If AI was an ice cream sundae, deep Learning would be the sprinkles and cherry on top. DL is the “fun stuff”, “the exciting part of AI” — and here’s why:
Artificial intelligence gives machines the ability to make decisions and think intelligently. One form of AI is neural networks, which are made up of many artificial neurons, which are basically mathematical activation functions. (Whatttttt 😮, don’t worry, I’ll explain this soon) These are functions that take in any input (x) and decide what the artificial neurons output.
How Functions Function
An example of a very simple function is F(x) = x2
(F(x) is function of x)
If we graphed it:
But… functions get super complex. Kinda like some people’s Starbucks orders complex
Some functions might look like:
Basically just super complex.
Activation functions just take in inputs (adds ’em all up) and determines the outputs based on some fancy math.
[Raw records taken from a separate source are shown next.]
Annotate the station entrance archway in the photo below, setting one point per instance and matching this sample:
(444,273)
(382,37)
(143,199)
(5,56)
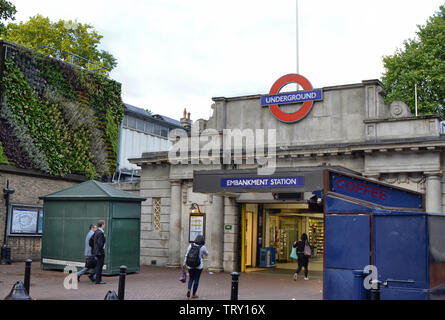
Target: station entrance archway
(272,229)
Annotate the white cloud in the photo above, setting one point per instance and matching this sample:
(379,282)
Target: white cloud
(174,54)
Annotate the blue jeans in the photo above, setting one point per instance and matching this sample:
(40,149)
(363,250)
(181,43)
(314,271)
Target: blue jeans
(85,270)
(195,274)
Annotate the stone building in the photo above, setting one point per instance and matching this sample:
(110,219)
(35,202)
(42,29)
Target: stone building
(350,127)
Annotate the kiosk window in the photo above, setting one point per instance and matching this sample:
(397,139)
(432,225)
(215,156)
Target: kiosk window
(25,221)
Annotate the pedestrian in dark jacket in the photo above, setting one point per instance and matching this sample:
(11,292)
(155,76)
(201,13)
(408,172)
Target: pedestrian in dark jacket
(195,272)
(303,258)
(88,255)
(99,250)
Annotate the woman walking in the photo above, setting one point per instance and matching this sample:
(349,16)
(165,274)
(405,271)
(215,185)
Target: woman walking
(194,262)
(303,252)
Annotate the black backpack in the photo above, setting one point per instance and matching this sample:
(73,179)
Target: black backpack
(91,242)
(193,260)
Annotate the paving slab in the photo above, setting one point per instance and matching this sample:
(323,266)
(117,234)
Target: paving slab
(161,283)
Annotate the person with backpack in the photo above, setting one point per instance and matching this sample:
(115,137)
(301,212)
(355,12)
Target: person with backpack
(194,262)
(89,259)
(304,253)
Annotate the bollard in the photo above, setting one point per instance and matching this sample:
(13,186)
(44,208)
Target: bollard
(235,282)
(18,292)
(111,295)
(375,293)
(27,279)
(121,290)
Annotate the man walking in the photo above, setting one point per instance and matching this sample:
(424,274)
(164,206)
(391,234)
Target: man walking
(99,250)
(89,262)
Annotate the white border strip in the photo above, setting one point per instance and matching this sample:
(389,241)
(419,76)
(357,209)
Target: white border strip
(67,263)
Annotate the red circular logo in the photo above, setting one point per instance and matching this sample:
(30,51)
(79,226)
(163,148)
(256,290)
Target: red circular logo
(304,110)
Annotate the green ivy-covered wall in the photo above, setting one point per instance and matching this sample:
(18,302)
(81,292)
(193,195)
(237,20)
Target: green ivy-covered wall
(56,117)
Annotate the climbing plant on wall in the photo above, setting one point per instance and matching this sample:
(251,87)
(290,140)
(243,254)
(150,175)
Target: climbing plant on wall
(60,118)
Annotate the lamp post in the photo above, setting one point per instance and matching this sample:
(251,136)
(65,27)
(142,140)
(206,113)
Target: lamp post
(6,252)
(194,209)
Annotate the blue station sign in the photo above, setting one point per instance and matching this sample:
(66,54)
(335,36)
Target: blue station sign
(269,182)
(292,97)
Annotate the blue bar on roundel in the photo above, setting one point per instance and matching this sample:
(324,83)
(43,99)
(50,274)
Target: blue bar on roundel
(292,97)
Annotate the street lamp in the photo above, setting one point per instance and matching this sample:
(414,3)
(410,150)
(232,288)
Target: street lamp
(6,252)
(194,209)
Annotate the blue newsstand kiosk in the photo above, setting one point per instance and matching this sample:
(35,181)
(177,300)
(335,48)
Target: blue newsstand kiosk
(372,226)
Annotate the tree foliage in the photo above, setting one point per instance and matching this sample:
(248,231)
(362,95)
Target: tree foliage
(7,12)
(421,62)
(40,34)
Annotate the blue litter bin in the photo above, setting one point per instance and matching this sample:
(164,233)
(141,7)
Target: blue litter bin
(409,253)
(267,257)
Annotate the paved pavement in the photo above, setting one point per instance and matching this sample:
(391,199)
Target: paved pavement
(160,283)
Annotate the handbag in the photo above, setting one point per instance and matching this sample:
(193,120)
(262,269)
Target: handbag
(294,254)
(91,262)
(307,250)
(183,276)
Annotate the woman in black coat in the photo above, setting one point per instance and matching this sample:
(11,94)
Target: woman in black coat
(303,260)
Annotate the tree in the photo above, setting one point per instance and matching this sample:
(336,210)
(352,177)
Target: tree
(421,63)
(7,12)
(61,38)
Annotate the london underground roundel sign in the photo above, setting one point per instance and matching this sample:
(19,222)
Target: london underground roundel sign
(307,97)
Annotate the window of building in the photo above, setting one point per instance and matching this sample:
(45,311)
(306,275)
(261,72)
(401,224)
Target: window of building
(131,122)
(157,129)
(148,127)
(25,221)
(157,214)
(164,132)
(140,124)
Let’s dive a little deeper
To get a better understanding of exactly how these neurons operate, let’s use my dog.
A FUNctional Function Analogy
F(x) = pun game strong
If you don’t remember her from my classification algorithm article (read that here 🤩), meet Summer.
When I feed Summer (“artificial neuron”) food(“inputs”), her digestive system (“activation function”) will decide what it will output (“output”)…
Artificial Neuron: inputs + activation function → outputs
We can also add weights and biases to this whole equation.
Don’t know what weights and biases are??
Weights are like “highways” for the inputs. They alter the mathematical impact of a certain function.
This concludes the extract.